Data Reliability for Data Lakes | Databricks

1 Просмотры

Успейте купить XRumer+XEvil выгодно! При покупке по этой ссылке скидка - 10$ c Лайт, - 20$ с Стандарт, - 30$ с Бизнес лицензии!


Понравился видеоролик "Data Reliability for Data Lakes | Databricks"? Если да, то напиши свой комментарий и поделись им в соцсетях. Тем самым ты поддержишь наш проект. Спасибо!

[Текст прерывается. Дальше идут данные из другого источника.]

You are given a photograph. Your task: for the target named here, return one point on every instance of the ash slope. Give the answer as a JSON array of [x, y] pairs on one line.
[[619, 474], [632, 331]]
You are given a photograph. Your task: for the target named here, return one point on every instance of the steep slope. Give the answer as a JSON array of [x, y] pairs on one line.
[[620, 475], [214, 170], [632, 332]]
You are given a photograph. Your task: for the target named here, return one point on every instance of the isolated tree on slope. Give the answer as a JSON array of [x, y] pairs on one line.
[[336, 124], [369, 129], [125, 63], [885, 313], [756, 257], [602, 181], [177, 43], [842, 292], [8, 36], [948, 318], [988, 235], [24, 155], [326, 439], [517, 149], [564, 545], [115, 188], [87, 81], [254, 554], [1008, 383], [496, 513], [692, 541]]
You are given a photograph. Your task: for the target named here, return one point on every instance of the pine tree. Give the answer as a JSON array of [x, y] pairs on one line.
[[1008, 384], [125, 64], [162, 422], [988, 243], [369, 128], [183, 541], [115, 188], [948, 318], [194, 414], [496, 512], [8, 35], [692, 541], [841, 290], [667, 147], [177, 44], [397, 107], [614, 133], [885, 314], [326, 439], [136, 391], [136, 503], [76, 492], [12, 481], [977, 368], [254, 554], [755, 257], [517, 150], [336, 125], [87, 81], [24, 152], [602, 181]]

Описание видео: We created the Delta Lake project, open sourced under the Linux Foundation, to relieve data scientists and data engineers from these complex systems problems and instead enable them to focus on extracting value from data. His interests broadly include distributed systems, large-scale structured storage and query optimization.... ABOUT THE KEYNOTE SPEAKER Michael Armbrust is committer and PMC member of Apache Spark and the original creator of Spark SQL. We\'ll discuss patterns that emerge when you can focus on data quality and the nitty gritty internals of ACID on Spark which enable this focus. He received his PhD from UC Berkeley in 2013, and was advised by Michael Franklin, David Patterson, and Armando Fox. He currently leads the team at Databricks that designed and built Structured Streaming and Databricks Delta. His thesis focused on building systems that allow developers to rapidly build scalable interactive applications, and specifically defined the notion of scale independence. In this talk, we\'ll dive into these challenges and how ACID transactions solve them. ABOUT THE KEYNOTE ( Building a modern data lake requires dealing with a lot of complexity: querying historical data + streaming data simultaneously (lambda architecture), validation to ensure data isn\'t too messy for data science and machine learning, reprocessing to handle failures, and ensuring ACID-compliant data updates.

Официальный источник видео именно от туда подгружается разрешенный автором к встраиванию контент и картинки. Авторские права полностью соблюдены!